E no princípio eram os cabelos. Sansão, informa a Bíblia, tinha força que não conhecia limites, atribuída às longas madeixas — aquelas que Dalila tosaria sem dó, nem piedade. No Irã de hoje, as mulheres cortam os fios como forma de protesto, desde que, em 2022, Mahsa Amini, uma curda de 22 anos, morreu depois de ser detida e agredida pela “polícia da moralidade”, por ter supostamente infringido a lei que exige delas a cabeça coberta por véus ou lenços. Na porção mais conservadora dos Estados Unidos — aquele pedaço para quem Donald Trump é Sansão — os mullets viraram recurso de estilo que os distingue dos comuns dos mortais. Convém relembrar: os mullets, de muita visibilidade nos esquisitos anos 1980, deixam a penugem mais curta na frente e evidentemente longa atrás. Moral da história: tê-los ou não tê-los, vastos ou tímidos, os fios foram sempre um manifesto político.
Eis o tema de uma mostra em Paris, Des Cheveux et des Poils, ou “Cabelos e Pelos”, no Museu de Artes Decorativas. A exposição, transformada também em livro, reconstrói a linha evolutiva das relações humanas a partir de uma seleção de 600 itens, de 1 400 até hoje. Os cortes, cores e penteados, as barbas, bigodes e a disposição de pelos nos troncos, axilas, pernas e púbis, revelam códigos sociais e culturais.
Podem ser sinônimo de feminilidade e sedução, de virilidade e força. “As pessoas se vestem de cabelo”, diz Antonio Rabadan, professor de design e negócios de moda da Escola Superior de Propaganda e Marketing (ESPM), de São Paulo. “É a parte visível do corpo humano afeita a revelar identidades”. E desse movimento íntimo, a um primeiro olhar, erguem-se os padrões em sociedade, como capítulos de uma enciclopédia da civilização. Até o século XV, por exemplo, o véu — a peça de intolerância iraniana — era parte essencial do adorno feminino. Aos poucos, o item foi substituído por penteados infinitamente mais extravagantes, como aqueles cheios de volumes, cachos e enfeites elegantemente exibidos por Maria Antonieta. Arrumar o cabelo era considerado um ato tão reservado que, antes do século XX, uma senhora considerada bem nascida não poderia aparecer em público sem os cabelos devidamente domesticados.
É possível trançar cabelos e pelos como de modo a iluminar os humores de cada geração — de maneira similar ao que se faz com a trilha da moda.

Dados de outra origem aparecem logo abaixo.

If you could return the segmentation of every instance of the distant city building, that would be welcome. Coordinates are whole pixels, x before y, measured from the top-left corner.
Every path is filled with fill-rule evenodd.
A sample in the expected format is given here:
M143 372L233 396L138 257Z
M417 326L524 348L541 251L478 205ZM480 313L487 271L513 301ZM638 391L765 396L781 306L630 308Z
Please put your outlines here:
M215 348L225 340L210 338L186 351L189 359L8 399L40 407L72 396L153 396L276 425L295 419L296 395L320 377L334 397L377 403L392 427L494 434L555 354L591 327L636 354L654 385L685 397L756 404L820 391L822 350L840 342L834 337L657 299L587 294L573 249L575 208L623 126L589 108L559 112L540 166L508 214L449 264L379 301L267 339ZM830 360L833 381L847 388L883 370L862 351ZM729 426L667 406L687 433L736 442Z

Nos anos 1930, celebridades e atrizes ditavam tendência com ondulações. Nos anos 1960, dominavam a cena os coques volumosos, reflexo da popularização dos salões de beleza — e não por acaso a turma hippie, do sexo, drogas e rock’n’roll, deixava tudo crescer, como forma de protesto. Vieram os anos 1980 — aqueles dos mullets, não percamos o fio da meada —, e então a roda voltou a girar, em eterno vaivém, porque assim é o caminhar do estilo entre seres humanos. E bem-vindo ao retorno das barbas ao jeitão lenhador e os bigodões emprestados do ator Tom Selleck, como se voltássemos ao século XIX, o mais peludo de todos. E vale a frase precisa, irônica e verdadeira de Coco Chanel (1883-1971): “Uma mulher que corta o cabelo está prestes a reinventar a sua vida”. E não é?